Een beeld van de evolutie van erwten.

laatste gedachten

Door zijn werk aan erwtenplanten ontdekte Mendel de fundamentele wetten van overerving. Hij leidde daaruit af dat genen in paren voorkomen. Het belangrijkste is dat we ze erven als afzonderlijke eenheden, één van elke ouder.

Mendel volgde de segregatie van ouderlijke genen en hun verschijning in het nageslacht. Bijvoorbeeld van dominante of recessieve eigenschappen. Bekijk enkele belangrijke punten over Mendels erfrecht:

  • Ze omvatten de wet van dominantie, de wet van segregatie en de wet van onafhankelijk assortiment.
  • De wet van segregatie stelt dat elke persoon twee allelen heeft, en één allel gaat over op het nageslacht.
  • Ten slotte stelt de wet van onafhankelijk assortiment dat het erven van een paar genen onafhankelijk is van een ander paar.

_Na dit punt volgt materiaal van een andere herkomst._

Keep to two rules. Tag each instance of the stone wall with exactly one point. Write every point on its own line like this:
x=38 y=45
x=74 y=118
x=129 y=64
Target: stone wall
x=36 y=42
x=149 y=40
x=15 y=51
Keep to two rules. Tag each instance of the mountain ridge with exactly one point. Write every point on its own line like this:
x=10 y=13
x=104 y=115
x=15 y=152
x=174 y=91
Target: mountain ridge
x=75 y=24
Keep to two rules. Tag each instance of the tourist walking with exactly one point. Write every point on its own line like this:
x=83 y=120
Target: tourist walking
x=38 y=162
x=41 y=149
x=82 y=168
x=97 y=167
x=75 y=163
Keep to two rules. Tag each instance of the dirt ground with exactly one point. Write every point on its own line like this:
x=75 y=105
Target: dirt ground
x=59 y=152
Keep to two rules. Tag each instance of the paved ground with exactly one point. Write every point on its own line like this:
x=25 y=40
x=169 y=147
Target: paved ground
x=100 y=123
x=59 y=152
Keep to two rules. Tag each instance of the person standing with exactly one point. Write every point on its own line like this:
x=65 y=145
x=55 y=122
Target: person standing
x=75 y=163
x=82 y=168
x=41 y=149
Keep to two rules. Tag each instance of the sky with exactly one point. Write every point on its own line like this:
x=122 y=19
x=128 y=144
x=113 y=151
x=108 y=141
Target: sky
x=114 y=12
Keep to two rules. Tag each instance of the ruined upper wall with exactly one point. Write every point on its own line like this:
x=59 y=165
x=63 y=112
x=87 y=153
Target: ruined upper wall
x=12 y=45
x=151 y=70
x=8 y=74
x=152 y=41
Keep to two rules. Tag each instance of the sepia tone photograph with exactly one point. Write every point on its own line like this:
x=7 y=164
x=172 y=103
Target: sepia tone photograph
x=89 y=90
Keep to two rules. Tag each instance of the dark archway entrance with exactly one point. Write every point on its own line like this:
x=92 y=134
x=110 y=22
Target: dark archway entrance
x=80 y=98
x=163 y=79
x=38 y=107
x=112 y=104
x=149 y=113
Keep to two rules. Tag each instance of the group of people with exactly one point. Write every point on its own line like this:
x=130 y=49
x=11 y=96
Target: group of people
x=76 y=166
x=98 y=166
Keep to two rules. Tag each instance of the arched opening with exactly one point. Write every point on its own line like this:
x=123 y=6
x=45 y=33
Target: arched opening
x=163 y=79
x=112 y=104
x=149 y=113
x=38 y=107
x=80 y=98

De genetische experimenten die Mendel deed met erwtenplanten kostte hem acht jaar. Hij publiceerde zijn resultaten in 1865. Gedurende deze tijd kweekte Mendel meer dan 10.000 erwtenplanten, waarbij hij het aantal nakomelingen en het type bijhield.

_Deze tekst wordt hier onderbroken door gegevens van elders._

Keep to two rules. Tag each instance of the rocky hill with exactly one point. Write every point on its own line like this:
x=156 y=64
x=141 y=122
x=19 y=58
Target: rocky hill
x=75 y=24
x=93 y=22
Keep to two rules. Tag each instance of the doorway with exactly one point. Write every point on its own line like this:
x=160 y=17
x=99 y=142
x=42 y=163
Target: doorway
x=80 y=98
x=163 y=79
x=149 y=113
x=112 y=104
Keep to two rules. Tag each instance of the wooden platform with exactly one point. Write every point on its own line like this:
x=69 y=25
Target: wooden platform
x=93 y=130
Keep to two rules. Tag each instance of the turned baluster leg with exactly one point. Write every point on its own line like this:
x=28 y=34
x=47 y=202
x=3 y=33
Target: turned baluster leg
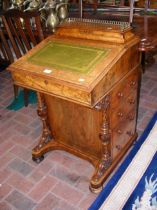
x=37 y=154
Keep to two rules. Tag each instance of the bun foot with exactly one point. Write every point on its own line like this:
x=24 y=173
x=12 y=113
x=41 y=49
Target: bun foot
x=38 y=159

Maar mensen waardeerden het werk van Mendel en zijn erfrecht in zijn tijd niet. Pas in 1900, na de herontdekking van zijn wetten, begrepen ze zijn experimentele resultaten echt.


Alle siterte kilder ble grundig gjennomgått av teamet vårt for å sikre deres kvalitet, pålitelighet, aktualitet og validitet. Bibliografien i denne artikkelen ble betraktet som pålitelig og av akademisk eller vitenskapelig nøyaktighet.


  • Albert, Bray, Hopkin, Johnson, Lewis, Raff, Roberts, Walter. Introducción a la Biología Celular. Editorial Médica Panamericana.

Deze tekst wordt alleen voor informatieve doeleinden aangeboden en vervangt niet het consult bij een professional. Bij twijfel, raadpleeg uw specialist.